Non sapeva cose le stava prendendo? Davvero le piaceva William?
“Si!” mormorò la sua coscienza. La risposta le risuonò così forte nella mente che sembra quasi fosse stata pronunciata da qualcun altro. 
« Stai zitta! » disse quasi ringhiando a se stessa. Lei non aveva mai pensato di piacere a qualcuno. Sapevo solo una cosa, doveva parlare con lui e questa volta in maniera più calma.
Dimenticando di silenziare l'omnitool, lo squillò la svegliò. Fortunatamente non parve farlo con Alexya.

- Certo! -
- Scusa per il pugno. - 


Non aveva dormito molto, svegliandosi più volte e pensando a cos'era successo. Si era resa conto che non gli aveva chiesto scusa per quel colpo a tradimento. Da quel momento fu sicura di una cosa, non sarebbe riuscita a chiudere occhio per il resto della notte. 
***** 
 
William sedeva a gambe incrociate sul proprio letto, udendo il respiro degli altri soldati che condividevano la sua camerata. Stare sveglio e usare il proprio omnitool nelle ore di sonno era un'infrazione del regolamento, ma non lo preoccupava. Aveva fatto di peggio. 
Come usare un canale militare senza autorizzazione, per scambiare messaggi con Henry. Cosa che stava facendo in quel momento. Aveva deciso di contattarlo dopo lo strano modo in cui Taiga si era dichiarata, sentiva davvero il bisogno di parlarci. 

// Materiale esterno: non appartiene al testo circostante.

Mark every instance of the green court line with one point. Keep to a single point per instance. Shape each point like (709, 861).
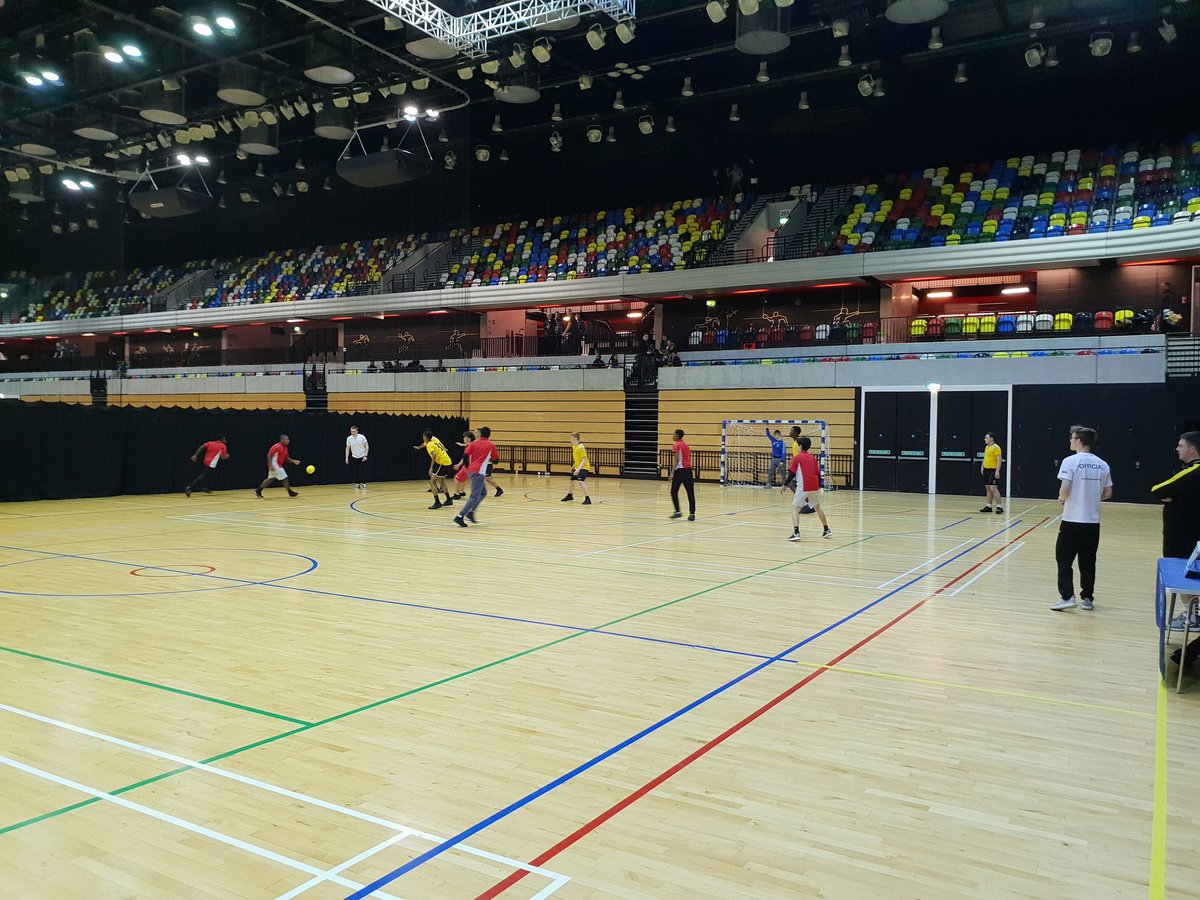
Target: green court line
(309, 726)
(154, 684)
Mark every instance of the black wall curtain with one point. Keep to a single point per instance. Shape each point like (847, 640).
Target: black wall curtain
(52, 451)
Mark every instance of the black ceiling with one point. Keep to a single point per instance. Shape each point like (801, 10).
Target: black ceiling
(675, 40)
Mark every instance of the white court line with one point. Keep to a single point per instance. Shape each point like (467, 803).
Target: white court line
(342, 867)
(893, 581)
(184, 823)
(996, 562)
(281, 791)
(655, 540)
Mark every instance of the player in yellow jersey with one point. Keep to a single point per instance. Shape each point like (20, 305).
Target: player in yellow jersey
(439, 467)
(580, 469)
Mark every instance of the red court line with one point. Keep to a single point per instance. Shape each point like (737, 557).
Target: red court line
(588, 827)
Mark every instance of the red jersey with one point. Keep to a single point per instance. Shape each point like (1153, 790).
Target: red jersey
(214, 450)
(809, 471)
(481, 456)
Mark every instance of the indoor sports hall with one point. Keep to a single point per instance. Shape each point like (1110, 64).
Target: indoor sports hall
(599, 450)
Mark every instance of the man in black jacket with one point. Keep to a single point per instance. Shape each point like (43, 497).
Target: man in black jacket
(1180, 496)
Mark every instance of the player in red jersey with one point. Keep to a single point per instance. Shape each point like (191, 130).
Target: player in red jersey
(276, 459)
(808, 491)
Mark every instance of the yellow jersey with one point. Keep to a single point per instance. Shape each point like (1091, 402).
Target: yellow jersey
(580, 457)
(437, 451)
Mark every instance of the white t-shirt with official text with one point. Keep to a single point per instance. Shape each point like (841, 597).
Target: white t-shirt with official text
(1087, 475)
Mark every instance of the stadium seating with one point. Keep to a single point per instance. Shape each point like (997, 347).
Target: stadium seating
(1021, 198)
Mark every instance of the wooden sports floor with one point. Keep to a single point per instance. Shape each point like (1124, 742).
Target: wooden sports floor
(343, 693)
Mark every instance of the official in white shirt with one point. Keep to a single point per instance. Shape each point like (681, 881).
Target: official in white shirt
(1084, 481)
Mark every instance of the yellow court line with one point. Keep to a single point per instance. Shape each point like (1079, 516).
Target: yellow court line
(1158, 831)
(1000, 691)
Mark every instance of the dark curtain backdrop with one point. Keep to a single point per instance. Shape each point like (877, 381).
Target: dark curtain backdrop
(54, 451)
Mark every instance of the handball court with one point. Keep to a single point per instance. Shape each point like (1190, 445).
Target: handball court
(345, 695)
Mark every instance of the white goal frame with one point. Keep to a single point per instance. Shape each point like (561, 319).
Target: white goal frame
(821, 424)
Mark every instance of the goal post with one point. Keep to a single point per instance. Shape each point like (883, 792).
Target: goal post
(745, 449)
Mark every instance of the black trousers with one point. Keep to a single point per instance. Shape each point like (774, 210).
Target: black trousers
(1081, 540)
(682, 478)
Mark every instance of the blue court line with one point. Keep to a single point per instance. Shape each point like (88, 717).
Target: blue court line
(318, 592)
(649, 730)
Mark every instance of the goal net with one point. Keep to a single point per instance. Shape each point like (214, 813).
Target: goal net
(745, 448)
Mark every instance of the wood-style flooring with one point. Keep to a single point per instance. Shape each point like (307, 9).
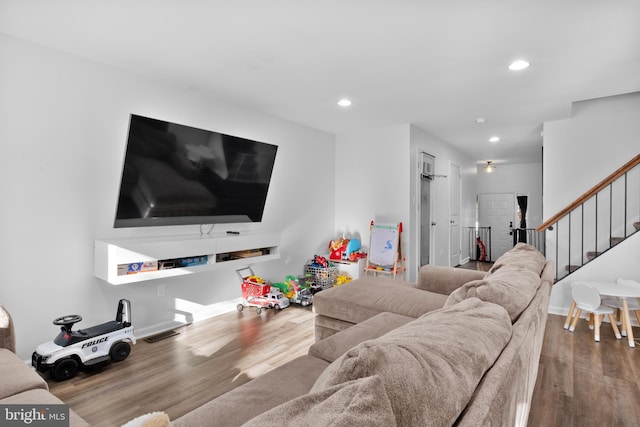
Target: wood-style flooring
(580, 382)
(180, 373)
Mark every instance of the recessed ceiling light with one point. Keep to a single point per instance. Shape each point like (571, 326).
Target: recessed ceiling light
(518, 65)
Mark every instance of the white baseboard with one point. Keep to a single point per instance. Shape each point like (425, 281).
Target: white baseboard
(187, 317)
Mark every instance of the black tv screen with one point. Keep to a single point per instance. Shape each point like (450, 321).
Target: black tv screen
(176, 175)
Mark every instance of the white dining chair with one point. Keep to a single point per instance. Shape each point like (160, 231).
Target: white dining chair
(587, 299)
(616, 303)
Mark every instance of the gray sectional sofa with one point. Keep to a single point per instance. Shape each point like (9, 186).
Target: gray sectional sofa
(19, 383)
(457, 348)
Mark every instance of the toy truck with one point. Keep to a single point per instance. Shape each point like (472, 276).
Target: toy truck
(98, 344)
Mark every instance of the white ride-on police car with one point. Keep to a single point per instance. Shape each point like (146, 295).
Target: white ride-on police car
(70, 350)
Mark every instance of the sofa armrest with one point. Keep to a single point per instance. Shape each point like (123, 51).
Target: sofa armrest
(444, 280)
(7, 333)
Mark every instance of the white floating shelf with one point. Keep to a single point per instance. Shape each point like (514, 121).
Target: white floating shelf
(113, 257)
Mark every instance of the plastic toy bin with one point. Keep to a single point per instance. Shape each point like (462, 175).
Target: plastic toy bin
(322, 276)
(249, 287)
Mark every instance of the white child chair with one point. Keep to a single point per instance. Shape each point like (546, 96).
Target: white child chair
(587, 299)
(616, 303)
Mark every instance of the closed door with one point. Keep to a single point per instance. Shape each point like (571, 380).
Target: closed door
(454, 215)
(497, 210)
(427, 168)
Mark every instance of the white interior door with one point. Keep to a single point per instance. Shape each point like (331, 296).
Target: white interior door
(497, 210)
(454, 215)
(426, 171)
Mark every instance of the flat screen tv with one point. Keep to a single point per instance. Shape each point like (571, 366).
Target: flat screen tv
(176, 175)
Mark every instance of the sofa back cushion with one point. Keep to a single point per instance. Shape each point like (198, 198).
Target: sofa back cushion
(422, 362)
(362, 402)
(511, 283)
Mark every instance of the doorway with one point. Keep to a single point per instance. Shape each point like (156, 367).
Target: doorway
(455, 181)
(427, 166)
(497, 210)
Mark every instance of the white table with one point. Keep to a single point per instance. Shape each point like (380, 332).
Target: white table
(622, 291)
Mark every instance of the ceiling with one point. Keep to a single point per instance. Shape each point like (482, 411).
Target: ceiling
(438, 64)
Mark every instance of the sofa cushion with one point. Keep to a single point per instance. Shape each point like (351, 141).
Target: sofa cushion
(362, 402)
(444, 280)
(511, 283)
(331, 348)
(521, 255)
(365, 297)
(280, 385)
(448, 349)
(17, 376)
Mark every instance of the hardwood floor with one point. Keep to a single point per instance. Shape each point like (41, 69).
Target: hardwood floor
(580, 382)
(180, 373)
(586, 383)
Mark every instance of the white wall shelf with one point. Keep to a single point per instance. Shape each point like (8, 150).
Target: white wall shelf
(112, 256)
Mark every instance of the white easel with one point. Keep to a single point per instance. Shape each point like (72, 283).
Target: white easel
(385, 250)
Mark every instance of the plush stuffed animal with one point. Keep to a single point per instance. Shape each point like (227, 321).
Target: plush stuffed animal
(152, 419)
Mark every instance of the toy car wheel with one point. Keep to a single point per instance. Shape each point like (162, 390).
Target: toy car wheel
(65, 369)
(119, 351)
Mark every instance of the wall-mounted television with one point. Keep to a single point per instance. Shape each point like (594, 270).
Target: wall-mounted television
(177, 175)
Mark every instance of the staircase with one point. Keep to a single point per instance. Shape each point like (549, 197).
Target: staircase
(597, 221)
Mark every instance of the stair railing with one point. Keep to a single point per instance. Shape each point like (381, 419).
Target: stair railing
(596, 221)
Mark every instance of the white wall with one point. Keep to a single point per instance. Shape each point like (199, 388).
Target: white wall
(63, 124)
(371, 181)
(376, 175)
(445, 155)
(602, 135)
(519, 179)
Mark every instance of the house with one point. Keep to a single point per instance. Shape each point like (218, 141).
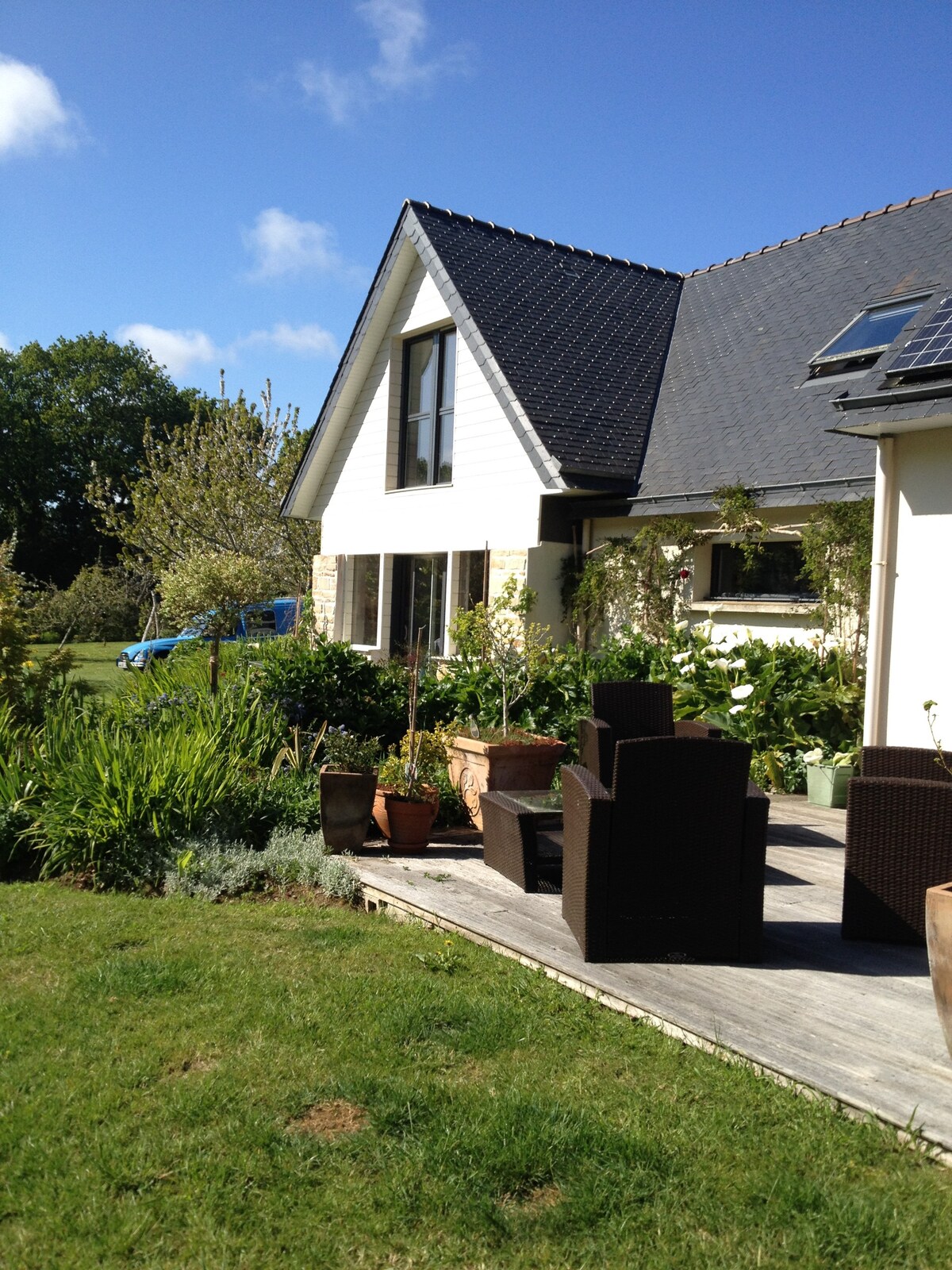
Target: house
(507, 400)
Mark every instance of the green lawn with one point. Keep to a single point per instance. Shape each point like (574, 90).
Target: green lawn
(290, 1085)
(97, 662)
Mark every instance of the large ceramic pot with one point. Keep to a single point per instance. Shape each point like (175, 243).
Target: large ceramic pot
(405, 825)
(347, 804)
(939, 940)
(476, 766)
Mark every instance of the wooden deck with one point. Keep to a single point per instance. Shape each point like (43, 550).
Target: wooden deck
(854, 1022)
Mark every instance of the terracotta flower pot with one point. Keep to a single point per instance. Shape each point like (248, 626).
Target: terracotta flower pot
(939, 939)
(347, 803)
(476, 766)
(405, 825)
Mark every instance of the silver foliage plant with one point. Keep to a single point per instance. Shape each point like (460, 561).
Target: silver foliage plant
(213, 868)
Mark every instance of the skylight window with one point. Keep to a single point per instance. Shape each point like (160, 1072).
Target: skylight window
(866, 337)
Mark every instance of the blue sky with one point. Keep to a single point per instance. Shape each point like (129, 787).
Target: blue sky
(217, 179)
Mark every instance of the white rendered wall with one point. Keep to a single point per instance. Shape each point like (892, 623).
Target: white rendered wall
(920, 651)
(494, 497)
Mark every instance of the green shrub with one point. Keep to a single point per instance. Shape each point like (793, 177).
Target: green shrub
(213, 868)
(329, 683)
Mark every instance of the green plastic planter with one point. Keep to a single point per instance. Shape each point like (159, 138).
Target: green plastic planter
(827, 785)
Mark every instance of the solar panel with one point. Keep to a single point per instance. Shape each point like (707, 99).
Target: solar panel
(931, 347)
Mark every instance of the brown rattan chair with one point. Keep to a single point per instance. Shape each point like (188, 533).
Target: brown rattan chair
(670, 863)
(628, 710)
(899, 844)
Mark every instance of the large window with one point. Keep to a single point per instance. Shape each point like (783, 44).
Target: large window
(419, 603)
(774, 573)
(365, 592)
(427, 410)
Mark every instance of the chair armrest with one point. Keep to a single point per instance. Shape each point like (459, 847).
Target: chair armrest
(696, 728)
(585, 854)
(597, 749)
(899, 844)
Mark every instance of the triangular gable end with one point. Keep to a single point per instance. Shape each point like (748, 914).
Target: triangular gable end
(408, 243)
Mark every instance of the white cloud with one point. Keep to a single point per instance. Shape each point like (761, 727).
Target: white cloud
(285, 245)
(308, 341)
(32, 114)
(400, 29)
(178, 351)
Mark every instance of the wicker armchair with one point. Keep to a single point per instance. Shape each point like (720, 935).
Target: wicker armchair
(899, 844)
(670, 864)
(628, 710)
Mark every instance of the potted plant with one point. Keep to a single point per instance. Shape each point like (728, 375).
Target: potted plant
(828, 776)
(348, 783)
(408, 799)
(501, 638)
(406, 803)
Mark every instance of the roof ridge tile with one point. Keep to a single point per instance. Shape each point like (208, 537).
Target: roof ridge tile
(824, 229)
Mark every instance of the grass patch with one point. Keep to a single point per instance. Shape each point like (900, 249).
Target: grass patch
(289, 1085)
(97, 664)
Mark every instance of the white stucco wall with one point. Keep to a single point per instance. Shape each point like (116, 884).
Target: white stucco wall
(920, 648)
(494, 497)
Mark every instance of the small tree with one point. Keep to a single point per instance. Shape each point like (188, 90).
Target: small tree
(215, 484)
(209, 591)
(99, 603)
(501, 638)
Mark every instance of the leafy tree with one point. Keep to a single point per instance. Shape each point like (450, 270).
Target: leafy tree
(215, 486)
(635, 581)
(67, 412)
(209, 592)
(99, 603)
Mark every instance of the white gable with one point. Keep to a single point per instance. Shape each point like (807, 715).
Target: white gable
(494, 495)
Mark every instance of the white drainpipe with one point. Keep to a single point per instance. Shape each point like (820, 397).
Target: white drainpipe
(881, 590)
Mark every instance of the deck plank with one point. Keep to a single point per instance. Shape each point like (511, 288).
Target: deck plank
(850, 1020)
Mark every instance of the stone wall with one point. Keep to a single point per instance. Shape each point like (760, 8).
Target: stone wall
(325, 594)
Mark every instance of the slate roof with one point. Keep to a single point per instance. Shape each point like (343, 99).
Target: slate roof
(736, 404)
(581, 338)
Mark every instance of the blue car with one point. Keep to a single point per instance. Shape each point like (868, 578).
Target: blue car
(257, 622)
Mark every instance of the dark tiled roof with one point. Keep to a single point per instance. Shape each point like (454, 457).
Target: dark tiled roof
(581, 338)
(735, 403)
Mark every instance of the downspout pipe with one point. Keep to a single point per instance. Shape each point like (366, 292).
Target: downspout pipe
(881, 592)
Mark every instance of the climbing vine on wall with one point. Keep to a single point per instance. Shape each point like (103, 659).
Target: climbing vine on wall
(837, 562)
(638, 581)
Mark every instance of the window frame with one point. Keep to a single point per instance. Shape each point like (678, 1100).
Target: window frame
(437, 416)
(766, 597)
(823, 362)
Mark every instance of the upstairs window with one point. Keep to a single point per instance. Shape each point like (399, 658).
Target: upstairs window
(427, 410)
(866, 337)
(774, 573)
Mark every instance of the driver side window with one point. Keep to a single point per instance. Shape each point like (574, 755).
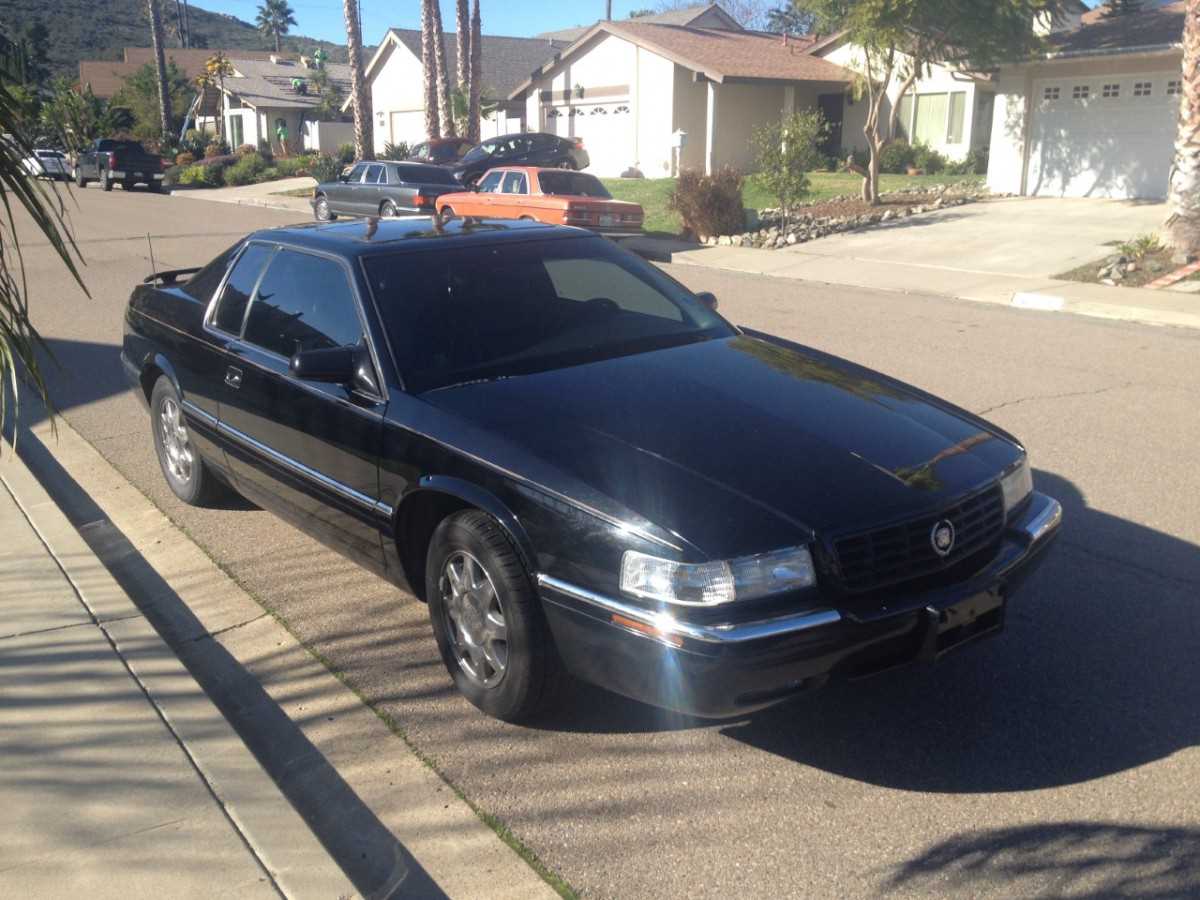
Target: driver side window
(491, 183)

- Ti odio Henry! Sapevi tutto e non hai mai detto niente.-
- Ringraziami, ti ho aiutato a dichiararti. -
- Fottiti! -
- XD XD Hai pensato a cosa dire a zia Jack, quando saprà che sua figlia ha un ragazzo? -
- Sbagliato fratello, lei non lo saprà mai. Nemmeno nostra madre. Mi piace rimanere vivo. - 
- Scommetto che succederà l'incontrario. -
- Ti darei del bastardo, se non avessimo gli stessi genitori. -
- XD XD Comunque come ti senti adesso? -
- Meglio. -
- Uccidere è davvero così brutto? -
- Si. -
- Notte fratello. -
- Notte fratello. -


William si distese sul letto, in cerca di un sonno che sapeva non sarebbe mai giunto. Troppi pensieri gli agitavano la mente, decine di idee nascevano e morivano riflettendo su cosa avrebbe dovuto dire a Taiga quando l'avesse sentita l'indomani. 
Invece finì per addormentarsi lo stesso, con l'animo sereno. La sua mente per ora aveva smesso di tormentarlo, totalmente concentrata su qualcosa di molto più piacevole. 
Il ricordo sarebbe rimasto, ma ora sapeva come combatterlo e a chi chiedere aiuto.
« Amici...bastardi. » mormorò nel sonno, mentre un sorriso gli compariva in faccia.